There is no longer any question that State government in Illinois is going strongly toward green. The summary above calls attention to the movement that has come from the top -- this administration and this General Assembly pay attention to and are bound to address environmental issues as they impact and are impacted by State government. But another force to reckon with is the one that comes from the other end of the spectrum, which is the commitment of State employees to work from the grassroots. What has effectively happened in the last several years of this administration is a convergence of policy and “popular” initiative in which green ideas have a framework to move ahead not only on a government wide plan but in virtually every office, workplace and workgroup that make up the whole. Empowered by Statewide leadership, each agency’s “green team” provides agency level planning, information exchange, staff encouragement and the means for an almost painless transition to sustainability mode. The “green teams” themselves, however, get impetus from colleagues much more generally.
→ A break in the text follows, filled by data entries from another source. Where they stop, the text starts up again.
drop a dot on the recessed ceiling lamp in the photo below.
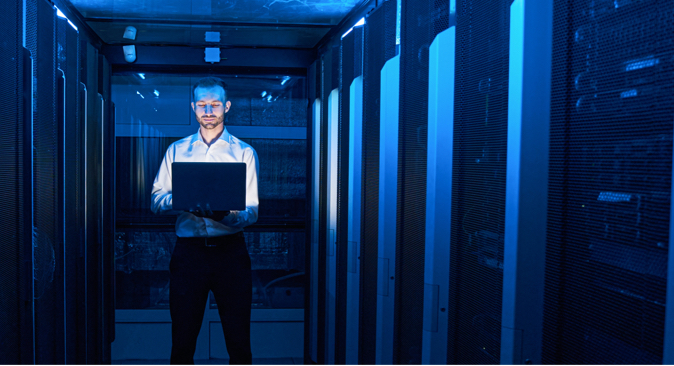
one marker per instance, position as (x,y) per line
(130,33)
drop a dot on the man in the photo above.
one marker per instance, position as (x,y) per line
(210,252)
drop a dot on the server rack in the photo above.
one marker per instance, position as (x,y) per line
(610,182)
(350,67)
(379,46)
(16,223)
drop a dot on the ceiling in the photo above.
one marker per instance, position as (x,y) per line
(242,23)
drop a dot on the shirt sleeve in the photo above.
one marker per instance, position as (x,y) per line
(162,199)
(240,219)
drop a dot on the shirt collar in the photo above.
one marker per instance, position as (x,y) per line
(225,136)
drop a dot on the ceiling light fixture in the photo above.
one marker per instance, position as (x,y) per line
(60,14)
(129,53)
(130,33)
(358,24)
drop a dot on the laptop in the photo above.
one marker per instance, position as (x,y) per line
(220,185)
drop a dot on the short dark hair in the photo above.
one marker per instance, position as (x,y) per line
(209,82)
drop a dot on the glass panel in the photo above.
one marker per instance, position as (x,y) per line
(154,111)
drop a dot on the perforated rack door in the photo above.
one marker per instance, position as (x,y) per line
(478,192)
(421,21)
(610,182)
(11,186)
(379,47)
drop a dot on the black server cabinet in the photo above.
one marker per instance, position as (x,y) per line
(350,67)
(68,99)
(610,182)
(47,220)
(420,21)
(16,221)
(379,46)
(479,181)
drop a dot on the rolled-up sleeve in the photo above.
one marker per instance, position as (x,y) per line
(162,202)
(240,219)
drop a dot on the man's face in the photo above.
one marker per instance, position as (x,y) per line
(210,106)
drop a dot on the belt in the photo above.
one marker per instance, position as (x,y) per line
(213,241)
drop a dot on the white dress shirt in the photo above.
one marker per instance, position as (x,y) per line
(192,148)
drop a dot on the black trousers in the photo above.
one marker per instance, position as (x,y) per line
(197,269)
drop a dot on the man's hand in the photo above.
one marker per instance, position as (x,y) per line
(207,213)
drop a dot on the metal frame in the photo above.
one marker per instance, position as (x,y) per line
(668,347)
(316,169)
(388,186)
(354,211)
(439,196)
(331,259)
(526,180)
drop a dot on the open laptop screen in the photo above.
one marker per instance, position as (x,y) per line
(220,185)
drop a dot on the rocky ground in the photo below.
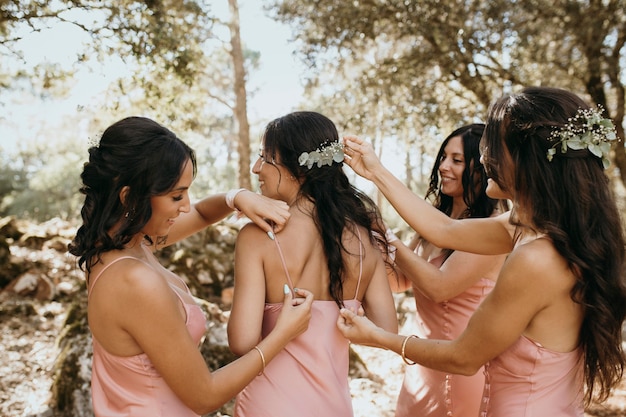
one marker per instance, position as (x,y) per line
(33,309)
(28,333)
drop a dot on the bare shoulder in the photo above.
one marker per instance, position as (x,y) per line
(252,234)
(538,263)
(129,278)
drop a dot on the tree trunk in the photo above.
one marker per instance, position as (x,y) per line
(241,105)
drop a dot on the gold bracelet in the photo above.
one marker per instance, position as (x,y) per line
(404,347)
(258,349)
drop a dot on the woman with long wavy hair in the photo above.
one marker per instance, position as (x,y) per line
(145,324)
(549,333)
(328,248)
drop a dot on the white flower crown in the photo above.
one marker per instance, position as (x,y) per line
(324,155)
(587,130)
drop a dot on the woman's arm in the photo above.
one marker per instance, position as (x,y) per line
(266,212)
(150,314)
(459,272)
(486,236)
(507,312)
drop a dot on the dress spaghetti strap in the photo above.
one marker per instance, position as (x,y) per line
(282,260)
(93,282)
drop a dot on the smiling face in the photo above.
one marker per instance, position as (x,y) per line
(451,167)
(275,180)
(167,207)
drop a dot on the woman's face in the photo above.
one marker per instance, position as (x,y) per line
(451,167)
(494,190)
(167,207)
(273,178)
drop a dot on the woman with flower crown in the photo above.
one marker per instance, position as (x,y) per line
(549,333)
(145,324)
(328,248)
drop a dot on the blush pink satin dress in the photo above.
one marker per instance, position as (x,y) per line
(131,386)
(309,377)
(528,380)
(429,393)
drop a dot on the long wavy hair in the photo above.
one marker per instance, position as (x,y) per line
(473,179)
(136,152)
(338,205)
(570,200)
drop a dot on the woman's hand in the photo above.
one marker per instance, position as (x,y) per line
(356,327)
(294,317)
(269,214)
(360,156)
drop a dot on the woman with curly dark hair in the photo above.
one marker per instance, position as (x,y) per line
(448,286)
(328,248)
(549,333)
(145,324)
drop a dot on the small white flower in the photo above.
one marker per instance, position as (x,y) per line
(587,130)
(324,155)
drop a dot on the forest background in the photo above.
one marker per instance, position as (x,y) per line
(400,73)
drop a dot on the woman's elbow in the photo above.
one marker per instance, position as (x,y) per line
(464,366)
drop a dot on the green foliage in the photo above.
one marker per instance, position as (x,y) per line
(429,65)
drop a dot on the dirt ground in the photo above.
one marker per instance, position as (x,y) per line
(28,333)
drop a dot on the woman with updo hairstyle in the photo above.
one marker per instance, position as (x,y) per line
(146,327)
(550,332)
(329,249)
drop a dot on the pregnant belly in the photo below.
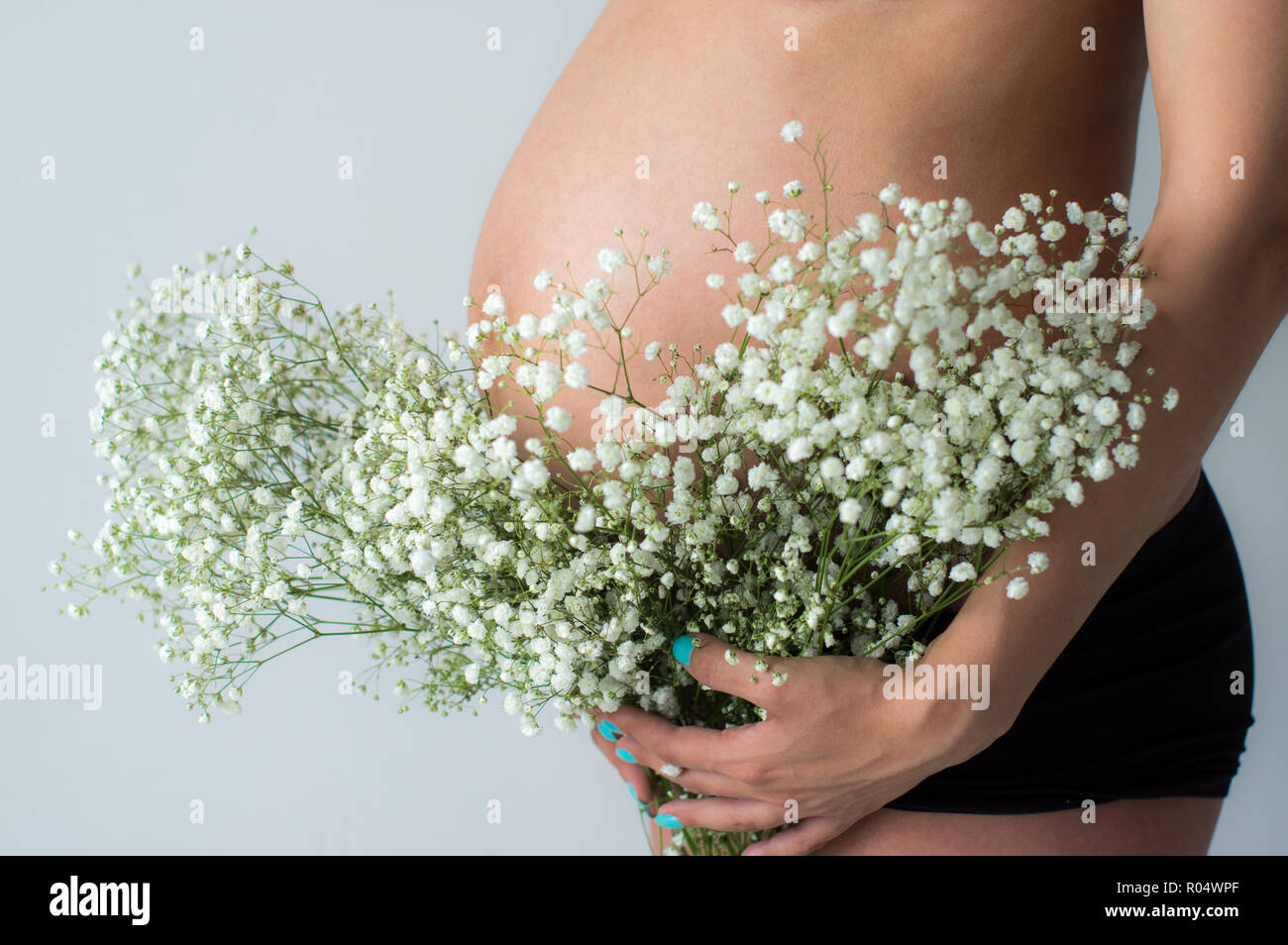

In our own agency, for example, the agency sustainability plan was generated largely from the input of each operating division’s discussions. In turn, each step taken in implementation of the plan continues to yield another two or three good ideas from staff to reduce consumption and waste. Further, staff are pushing initiatives on their own, disseminating ideas as they occur not only to the green team members but through communication lines to other front line staff across divisions in local offices, and through divisional lines across geographic regions. These ideas are beginning to include those which go beyond what happens in the workplace to the now authorized sharing of eco-tips for the household, the family and the local community. Assuming similar patterns at other agencies, the greening of government is becoming itself an organic process. This, I think, is what was ultimately intended. The State’s apparatus carries and reduces its own environmental weight. It then stimulates similar activity in the private and the local sectors. This happens formally through policies, resources and stimuli it makes available. And it also happens informally, through the efforts and penetration at all levels by a very large force of publicly minded individual employees. In the end, green government turns out to be good government, and vice versa. And just how green and how good depends on us.